007 Na Mira dos Assassinos

Publicidade

007 Na Mira dos Assassinos: Um Clássico com Suas Falhas

Quarenta anos depois de sua estreia em 27 de junho de 1985, 007 Na Mira dos Assassinos continua a gerar debates entre os aficionados da franquia Bond. Será que essa aventura, a 14ª da saga e a penúltima de Roger Moore no papel do agente 007, se sustenta ao peso do tempo? Após revisitar este longa-metragem em plataformas digitais, posso dizer que a resposta é um complexo e apaixonado “sim, com ressalvas”.

O filme acompanha Bond em sua investigação do magnata tecnológico Max Zorin (um Christopher Walken memorável, quase roubando a cena de Moore), um vilão com planos megalomaníacos que podem resultar em uma catástrofe global. A trama leva 007 por paisagens diversas – de uma gelada Sibéria à vibrante San Francisco – enquanto ele desvenda as engrenagens da conspiração e se vê em meio a perseguições frenéticas, traições e doses generosas de ação. Há uma linda Tanya Roberts como a geóloga Stacey Sutton, uma aliada que não se limita ao papel de damisela em perigo, e a inesquecível Grace Jones como a implacável May Day, a parceira de Zorin. A sinopse, apesar de básica, entrega o necessário sem estragar as surpresas.

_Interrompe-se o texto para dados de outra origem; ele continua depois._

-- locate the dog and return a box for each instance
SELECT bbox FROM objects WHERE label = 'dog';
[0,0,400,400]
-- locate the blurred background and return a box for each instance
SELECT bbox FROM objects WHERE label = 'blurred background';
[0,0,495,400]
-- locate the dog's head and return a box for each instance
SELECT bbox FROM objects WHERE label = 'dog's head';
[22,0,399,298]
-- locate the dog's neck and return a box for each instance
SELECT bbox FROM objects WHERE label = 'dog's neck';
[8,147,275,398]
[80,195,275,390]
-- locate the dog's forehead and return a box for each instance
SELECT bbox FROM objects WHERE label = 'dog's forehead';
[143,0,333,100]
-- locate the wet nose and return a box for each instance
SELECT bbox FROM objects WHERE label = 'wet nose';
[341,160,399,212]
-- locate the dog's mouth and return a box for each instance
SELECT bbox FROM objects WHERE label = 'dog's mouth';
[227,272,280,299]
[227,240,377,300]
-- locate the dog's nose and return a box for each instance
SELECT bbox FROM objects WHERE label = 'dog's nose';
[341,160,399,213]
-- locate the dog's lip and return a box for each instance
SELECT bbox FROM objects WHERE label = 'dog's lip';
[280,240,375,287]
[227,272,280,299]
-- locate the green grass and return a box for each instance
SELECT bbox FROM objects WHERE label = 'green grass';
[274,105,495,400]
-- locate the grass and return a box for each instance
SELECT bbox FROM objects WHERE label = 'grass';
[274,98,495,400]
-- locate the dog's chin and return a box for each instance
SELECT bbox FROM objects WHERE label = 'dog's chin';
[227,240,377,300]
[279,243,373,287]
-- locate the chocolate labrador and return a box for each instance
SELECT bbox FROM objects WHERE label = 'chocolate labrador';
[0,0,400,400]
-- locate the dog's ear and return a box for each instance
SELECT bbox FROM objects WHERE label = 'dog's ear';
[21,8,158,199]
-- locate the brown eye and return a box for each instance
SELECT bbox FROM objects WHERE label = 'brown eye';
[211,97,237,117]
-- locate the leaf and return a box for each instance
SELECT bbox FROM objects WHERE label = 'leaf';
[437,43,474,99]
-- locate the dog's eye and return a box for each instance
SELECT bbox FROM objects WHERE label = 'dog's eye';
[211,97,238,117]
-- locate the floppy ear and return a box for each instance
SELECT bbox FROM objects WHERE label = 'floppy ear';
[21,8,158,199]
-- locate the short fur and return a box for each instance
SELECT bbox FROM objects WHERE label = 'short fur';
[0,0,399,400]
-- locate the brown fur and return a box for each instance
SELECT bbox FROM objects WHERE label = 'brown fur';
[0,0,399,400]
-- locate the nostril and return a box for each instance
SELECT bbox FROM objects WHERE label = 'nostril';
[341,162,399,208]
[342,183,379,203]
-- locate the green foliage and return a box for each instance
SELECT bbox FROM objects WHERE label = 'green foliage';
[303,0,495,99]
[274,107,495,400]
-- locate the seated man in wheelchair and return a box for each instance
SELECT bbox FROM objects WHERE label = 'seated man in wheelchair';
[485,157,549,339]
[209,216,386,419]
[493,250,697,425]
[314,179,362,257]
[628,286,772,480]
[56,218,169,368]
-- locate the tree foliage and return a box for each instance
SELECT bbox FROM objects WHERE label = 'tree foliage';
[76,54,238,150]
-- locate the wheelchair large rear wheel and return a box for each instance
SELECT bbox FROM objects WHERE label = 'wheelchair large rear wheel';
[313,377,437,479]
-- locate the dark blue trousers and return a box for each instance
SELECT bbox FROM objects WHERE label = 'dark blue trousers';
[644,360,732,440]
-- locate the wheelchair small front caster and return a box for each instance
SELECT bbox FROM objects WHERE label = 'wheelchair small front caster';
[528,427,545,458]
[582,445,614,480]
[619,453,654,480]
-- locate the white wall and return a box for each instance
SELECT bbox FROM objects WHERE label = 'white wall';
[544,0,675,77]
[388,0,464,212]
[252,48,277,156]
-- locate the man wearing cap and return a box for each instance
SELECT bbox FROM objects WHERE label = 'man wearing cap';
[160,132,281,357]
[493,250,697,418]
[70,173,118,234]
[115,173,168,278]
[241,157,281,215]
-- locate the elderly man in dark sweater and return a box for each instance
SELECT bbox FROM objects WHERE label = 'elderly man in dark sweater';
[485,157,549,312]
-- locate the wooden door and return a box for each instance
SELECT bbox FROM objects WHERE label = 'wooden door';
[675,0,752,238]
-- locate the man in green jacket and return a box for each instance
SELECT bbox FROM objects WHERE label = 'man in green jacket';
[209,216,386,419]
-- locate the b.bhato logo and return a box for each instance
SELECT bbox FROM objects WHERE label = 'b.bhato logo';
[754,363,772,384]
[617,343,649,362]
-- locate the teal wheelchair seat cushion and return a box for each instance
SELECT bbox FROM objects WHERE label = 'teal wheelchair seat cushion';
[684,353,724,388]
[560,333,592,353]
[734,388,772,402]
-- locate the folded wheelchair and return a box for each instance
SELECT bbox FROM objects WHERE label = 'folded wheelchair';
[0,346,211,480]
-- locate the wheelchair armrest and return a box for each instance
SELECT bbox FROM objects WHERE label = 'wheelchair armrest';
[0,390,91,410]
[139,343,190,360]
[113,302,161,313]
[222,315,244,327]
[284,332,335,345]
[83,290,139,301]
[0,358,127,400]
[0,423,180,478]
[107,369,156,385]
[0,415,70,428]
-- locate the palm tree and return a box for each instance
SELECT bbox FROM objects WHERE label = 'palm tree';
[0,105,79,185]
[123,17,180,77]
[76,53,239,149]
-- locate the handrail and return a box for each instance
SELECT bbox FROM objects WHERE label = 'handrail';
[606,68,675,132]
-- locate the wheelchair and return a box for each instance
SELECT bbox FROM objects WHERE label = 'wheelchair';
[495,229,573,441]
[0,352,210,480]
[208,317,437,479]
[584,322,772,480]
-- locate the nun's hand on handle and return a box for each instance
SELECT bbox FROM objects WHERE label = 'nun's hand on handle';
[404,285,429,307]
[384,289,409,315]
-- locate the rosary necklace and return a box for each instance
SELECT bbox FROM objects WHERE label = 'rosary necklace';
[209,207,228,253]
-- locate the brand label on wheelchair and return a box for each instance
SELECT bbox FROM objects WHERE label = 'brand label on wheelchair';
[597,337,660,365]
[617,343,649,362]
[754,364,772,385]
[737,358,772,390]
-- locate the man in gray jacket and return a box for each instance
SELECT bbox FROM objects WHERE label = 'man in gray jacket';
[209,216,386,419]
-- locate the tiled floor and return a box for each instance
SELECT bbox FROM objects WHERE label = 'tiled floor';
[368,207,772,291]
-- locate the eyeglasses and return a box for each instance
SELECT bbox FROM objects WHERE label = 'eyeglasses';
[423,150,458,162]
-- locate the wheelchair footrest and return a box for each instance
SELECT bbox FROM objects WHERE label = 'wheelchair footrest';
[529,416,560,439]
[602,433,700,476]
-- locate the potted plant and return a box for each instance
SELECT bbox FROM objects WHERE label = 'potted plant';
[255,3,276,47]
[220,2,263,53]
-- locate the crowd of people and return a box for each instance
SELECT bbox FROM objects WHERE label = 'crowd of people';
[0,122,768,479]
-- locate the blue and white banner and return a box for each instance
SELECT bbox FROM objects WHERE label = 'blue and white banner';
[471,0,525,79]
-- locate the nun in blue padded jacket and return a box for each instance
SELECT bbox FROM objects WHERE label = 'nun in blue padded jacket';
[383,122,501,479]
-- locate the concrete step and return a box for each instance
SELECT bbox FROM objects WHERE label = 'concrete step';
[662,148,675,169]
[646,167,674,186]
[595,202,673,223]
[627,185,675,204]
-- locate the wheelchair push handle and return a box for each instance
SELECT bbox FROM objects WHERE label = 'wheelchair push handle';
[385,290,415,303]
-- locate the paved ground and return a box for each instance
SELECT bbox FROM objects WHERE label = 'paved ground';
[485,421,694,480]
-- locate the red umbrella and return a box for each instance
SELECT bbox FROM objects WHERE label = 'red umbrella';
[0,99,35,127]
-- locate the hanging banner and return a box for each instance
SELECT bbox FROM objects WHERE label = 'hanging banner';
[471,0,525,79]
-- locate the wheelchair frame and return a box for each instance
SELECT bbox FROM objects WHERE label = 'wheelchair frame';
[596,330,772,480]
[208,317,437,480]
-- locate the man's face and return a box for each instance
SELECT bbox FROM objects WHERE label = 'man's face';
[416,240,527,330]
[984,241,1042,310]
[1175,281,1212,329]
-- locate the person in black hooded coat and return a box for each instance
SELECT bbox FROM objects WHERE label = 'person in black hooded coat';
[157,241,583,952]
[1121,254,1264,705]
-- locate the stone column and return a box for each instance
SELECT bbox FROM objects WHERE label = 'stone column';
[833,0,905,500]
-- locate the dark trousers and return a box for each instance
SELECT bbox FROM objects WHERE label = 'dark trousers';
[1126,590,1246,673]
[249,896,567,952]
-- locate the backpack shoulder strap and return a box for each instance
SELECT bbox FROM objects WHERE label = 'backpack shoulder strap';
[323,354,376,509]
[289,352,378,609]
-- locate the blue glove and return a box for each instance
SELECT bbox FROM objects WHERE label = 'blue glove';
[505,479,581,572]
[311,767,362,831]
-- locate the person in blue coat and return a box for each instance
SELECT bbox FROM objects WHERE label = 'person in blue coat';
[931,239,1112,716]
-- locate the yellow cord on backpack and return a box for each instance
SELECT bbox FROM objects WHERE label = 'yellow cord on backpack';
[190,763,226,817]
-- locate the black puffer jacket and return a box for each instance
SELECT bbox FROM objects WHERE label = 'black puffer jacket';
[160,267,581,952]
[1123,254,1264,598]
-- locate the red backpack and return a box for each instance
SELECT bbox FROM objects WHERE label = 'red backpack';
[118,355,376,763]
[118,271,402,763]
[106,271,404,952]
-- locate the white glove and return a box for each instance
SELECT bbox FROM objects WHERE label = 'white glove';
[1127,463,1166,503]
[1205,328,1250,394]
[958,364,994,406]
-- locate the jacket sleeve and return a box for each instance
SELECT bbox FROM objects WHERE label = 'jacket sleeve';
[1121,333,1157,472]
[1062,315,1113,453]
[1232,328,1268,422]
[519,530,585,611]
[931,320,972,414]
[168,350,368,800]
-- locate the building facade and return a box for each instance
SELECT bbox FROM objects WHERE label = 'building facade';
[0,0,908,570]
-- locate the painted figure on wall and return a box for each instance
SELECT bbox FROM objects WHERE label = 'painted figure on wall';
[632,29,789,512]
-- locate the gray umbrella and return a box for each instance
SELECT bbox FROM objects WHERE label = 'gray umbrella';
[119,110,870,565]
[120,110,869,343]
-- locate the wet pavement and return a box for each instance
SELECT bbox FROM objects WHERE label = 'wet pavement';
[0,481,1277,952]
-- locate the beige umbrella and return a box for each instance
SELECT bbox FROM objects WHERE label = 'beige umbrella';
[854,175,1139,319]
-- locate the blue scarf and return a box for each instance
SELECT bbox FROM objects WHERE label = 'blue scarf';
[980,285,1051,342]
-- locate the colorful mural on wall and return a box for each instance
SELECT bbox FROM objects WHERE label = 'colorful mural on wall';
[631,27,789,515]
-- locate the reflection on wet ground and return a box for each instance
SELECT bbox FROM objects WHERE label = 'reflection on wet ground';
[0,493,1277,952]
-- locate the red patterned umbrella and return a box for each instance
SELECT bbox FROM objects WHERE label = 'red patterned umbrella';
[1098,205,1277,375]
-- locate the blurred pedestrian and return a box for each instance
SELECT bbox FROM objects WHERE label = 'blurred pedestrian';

A direção de John Glen demonstra um talento indiscutível para as sequências de ação. As cenas são dinâmicas e enérgicas, com destaque para a perseguição de carros em San Francisco e a emocionante sequência no hipódromo de Ascot. A fotografia é de tirar o fôlego, com paisagens deslumbrantes que se tornam personagens coadjuvantes na história. Contudo, o roteiro de Richard Maibaum e Michael G. Wilson, embora apresente momentos de brilho, sofre de algumas falhas narrativas. O vilão Zorin, apesar de memorável pela atuação de Walken, apresenta-se em alguns momentos com uma motivação pouco clara, diluindo um pouco o impacto de suas ameaças.

Atributo Detalhe
Diretor John Glen
Roteiristas Richard Maibaum, Michael G. Wilson
Produtores Tom Pevsner, Michael G. Wilson, Albert R. Broccoli
Elenco Principal Roger Moore, Tanya Roberts, Christopher Walken, Grace Jones, Patrick Macnee
Gênero Aventura, Ação, Thriller
Ano de Lançamento 1985
Produtoras EON Productions, United Artists, Metro-Goldwyn-Mayer

Quanto às atuações, Roger Moore, apesar de sua idade, entrega uma performance competente. Ele encarna o charme e a inteligência de Bond, mas já se percebe um certo cansaço, uma menor agilidade física que se contrapõe às cenas mais exigentes. Já a atuação de Walken transcende os limites do papel do vilão caricato, oferecendo nuances psicológicas que elevam o nível do filme. A dupla Roberts e Jones equilibra a presença masculina, trazendo feminilidade, força e complexidade aos seus personagens, o que era um sinal de avanço, considerando-se o contexto da época. A atuação de Patrick Macnee como o agente Tibbett adiciona um toque de charme e nostalgia, um elemento que alguns filmes da série deixaram de lado.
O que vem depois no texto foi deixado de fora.